The three of us got down on our hands and knees and started crawling around on the carpet. Two minutes later we were looking at one another, dumbfounded—and empty-handed. I said skeptically, “Maybe it fell behind the seat cushions.”
Dave and Scott nodded, and we proceeded to remove all the cushions. We found nothing.
“I can’t believe this shit,” I said. “It makes no fucking sense.” Then a wild inspiration came bubbling up into my brain. Perhaps the rock fell insideone of the seat cushions! It seemed improbable, but stranger things had happened, hadn’t they?
Indeed. “I’ll be right back,” I said, and I ran to the kitchen, full speed, and slid a stainless-steel butcher knife out of its wooden holder. Then I ran back to the TV room, armed and ready. The rock was mine!
“What are you doing?” asked Dave, in the tone of the incredulous.

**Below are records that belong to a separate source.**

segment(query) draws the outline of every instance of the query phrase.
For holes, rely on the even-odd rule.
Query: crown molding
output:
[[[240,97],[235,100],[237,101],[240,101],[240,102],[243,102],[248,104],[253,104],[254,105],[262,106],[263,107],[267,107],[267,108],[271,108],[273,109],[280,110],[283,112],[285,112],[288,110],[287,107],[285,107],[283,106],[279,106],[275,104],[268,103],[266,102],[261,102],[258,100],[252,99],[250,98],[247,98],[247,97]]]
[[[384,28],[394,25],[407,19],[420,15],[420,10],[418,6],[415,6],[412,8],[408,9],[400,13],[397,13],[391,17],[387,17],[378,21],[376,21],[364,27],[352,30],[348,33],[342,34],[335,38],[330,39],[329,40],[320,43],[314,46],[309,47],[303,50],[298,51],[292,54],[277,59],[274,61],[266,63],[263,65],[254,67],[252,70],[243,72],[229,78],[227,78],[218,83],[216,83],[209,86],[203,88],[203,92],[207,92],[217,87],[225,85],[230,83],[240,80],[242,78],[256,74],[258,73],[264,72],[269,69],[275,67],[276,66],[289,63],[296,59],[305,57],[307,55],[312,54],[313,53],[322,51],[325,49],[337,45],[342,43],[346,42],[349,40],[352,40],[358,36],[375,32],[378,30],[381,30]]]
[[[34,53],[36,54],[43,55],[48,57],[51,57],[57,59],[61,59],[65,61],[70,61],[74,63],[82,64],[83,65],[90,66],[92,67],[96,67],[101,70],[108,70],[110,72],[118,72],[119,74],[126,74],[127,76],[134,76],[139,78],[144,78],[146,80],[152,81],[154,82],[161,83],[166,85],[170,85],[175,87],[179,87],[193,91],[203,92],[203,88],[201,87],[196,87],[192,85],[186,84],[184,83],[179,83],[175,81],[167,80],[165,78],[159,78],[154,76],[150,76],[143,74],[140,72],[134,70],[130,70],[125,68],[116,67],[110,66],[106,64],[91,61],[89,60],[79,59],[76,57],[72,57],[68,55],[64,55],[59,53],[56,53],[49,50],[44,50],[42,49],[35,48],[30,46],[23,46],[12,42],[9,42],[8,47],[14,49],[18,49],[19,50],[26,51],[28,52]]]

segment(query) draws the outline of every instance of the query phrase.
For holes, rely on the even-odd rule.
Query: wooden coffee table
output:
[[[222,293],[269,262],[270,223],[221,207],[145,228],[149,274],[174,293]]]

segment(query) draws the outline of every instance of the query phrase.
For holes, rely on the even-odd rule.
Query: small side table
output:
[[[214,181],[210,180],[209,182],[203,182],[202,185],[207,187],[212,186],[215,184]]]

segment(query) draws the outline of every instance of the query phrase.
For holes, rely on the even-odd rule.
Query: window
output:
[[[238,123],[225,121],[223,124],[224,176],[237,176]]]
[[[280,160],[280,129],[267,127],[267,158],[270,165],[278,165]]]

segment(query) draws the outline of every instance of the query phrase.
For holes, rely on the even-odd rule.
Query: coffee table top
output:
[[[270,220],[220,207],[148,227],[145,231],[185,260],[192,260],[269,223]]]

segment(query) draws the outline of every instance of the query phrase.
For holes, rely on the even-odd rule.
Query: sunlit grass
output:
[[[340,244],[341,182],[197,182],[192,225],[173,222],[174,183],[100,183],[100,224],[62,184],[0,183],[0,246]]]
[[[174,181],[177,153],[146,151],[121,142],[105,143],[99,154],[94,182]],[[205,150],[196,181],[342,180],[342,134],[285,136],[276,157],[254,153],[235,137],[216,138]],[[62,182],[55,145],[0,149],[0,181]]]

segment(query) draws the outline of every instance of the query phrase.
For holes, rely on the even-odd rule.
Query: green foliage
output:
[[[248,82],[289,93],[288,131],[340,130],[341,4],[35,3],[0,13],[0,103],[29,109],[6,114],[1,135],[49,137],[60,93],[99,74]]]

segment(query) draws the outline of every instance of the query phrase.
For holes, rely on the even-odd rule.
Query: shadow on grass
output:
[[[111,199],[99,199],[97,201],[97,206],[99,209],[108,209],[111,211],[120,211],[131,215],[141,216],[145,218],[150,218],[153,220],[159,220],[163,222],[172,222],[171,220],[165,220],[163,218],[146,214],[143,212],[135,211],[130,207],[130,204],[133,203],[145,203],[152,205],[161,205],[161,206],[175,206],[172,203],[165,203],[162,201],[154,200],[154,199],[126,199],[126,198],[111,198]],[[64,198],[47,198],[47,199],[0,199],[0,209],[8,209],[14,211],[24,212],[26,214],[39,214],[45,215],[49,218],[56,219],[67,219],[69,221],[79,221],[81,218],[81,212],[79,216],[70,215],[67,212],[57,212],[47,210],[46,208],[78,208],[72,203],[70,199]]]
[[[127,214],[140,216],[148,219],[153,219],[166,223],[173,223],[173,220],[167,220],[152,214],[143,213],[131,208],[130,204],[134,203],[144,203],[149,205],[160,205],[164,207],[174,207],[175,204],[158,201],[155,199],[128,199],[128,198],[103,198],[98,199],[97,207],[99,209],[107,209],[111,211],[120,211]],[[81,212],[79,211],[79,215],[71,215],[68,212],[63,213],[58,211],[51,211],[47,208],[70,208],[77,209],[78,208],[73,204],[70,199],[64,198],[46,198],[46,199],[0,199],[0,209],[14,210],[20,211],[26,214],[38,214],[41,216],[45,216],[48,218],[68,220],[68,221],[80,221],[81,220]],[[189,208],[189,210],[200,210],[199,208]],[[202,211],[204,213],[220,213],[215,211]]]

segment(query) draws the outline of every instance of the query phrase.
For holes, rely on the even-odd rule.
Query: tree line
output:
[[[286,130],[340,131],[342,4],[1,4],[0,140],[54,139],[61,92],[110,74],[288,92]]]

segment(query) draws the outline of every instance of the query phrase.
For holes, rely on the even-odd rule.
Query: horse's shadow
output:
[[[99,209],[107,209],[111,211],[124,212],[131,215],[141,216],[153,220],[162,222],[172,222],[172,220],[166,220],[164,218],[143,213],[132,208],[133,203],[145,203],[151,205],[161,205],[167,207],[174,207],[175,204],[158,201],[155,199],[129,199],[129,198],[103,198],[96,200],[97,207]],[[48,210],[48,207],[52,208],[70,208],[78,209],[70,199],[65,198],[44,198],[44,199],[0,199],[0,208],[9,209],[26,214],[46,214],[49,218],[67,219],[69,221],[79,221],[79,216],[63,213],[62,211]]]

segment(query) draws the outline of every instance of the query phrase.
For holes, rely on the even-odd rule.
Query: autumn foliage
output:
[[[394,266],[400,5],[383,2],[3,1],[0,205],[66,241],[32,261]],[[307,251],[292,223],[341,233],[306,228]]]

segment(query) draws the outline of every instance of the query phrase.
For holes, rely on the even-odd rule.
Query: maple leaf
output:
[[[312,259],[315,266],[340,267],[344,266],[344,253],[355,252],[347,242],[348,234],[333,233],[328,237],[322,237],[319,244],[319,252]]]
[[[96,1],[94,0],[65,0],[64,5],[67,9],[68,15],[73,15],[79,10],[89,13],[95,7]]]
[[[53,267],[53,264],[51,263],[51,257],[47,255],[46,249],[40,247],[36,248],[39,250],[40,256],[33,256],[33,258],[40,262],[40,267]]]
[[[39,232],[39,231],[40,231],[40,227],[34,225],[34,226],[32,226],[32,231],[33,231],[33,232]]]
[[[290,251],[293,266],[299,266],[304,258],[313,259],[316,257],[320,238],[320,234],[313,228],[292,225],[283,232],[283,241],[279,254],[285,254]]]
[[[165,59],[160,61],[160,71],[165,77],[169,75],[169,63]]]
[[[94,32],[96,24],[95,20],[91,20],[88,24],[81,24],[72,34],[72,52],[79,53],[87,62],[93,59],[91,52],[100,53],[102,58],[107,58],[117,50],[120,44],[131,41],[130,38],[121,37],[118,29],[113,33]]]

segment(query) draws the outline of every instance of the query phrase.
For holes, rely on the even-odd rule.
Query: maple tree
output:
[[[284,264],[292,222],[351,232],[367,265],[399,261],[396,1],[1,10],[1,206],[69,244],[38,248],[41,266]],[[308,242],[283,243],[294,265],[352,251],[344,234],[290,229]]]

“What the fuck do you think I’m doing?” I sputtered, dropping to my knees and plunging the knife into a seat cushion. I began throwing the foam and feathers on the carpet. The sofa had three seat cushions and an equal number of backrests. In less than a minute I’d shredded all of them. “Motherfucker!” I muttered. I switched my focus to the love seat, cutting the cushions open with a vengeance. Still nothing. Now I was getting pissed. “I can’t believe this shit! Where’d the fucking rock go?” I looked at Dave. “Were we in the living room at all?”
He shook his head back and forth nervously. “I don’t remember being in the living room,” he said. “Why don’t we just forget about the rock?”
“Are you fucking crazy or something? I’m gonna find that fucking rock if it’s the last thing I do!” I turned to Scott and narrowed my eyes accusingly. “Don’t bullshit me, Scott. We werein the living room, weren’t we?”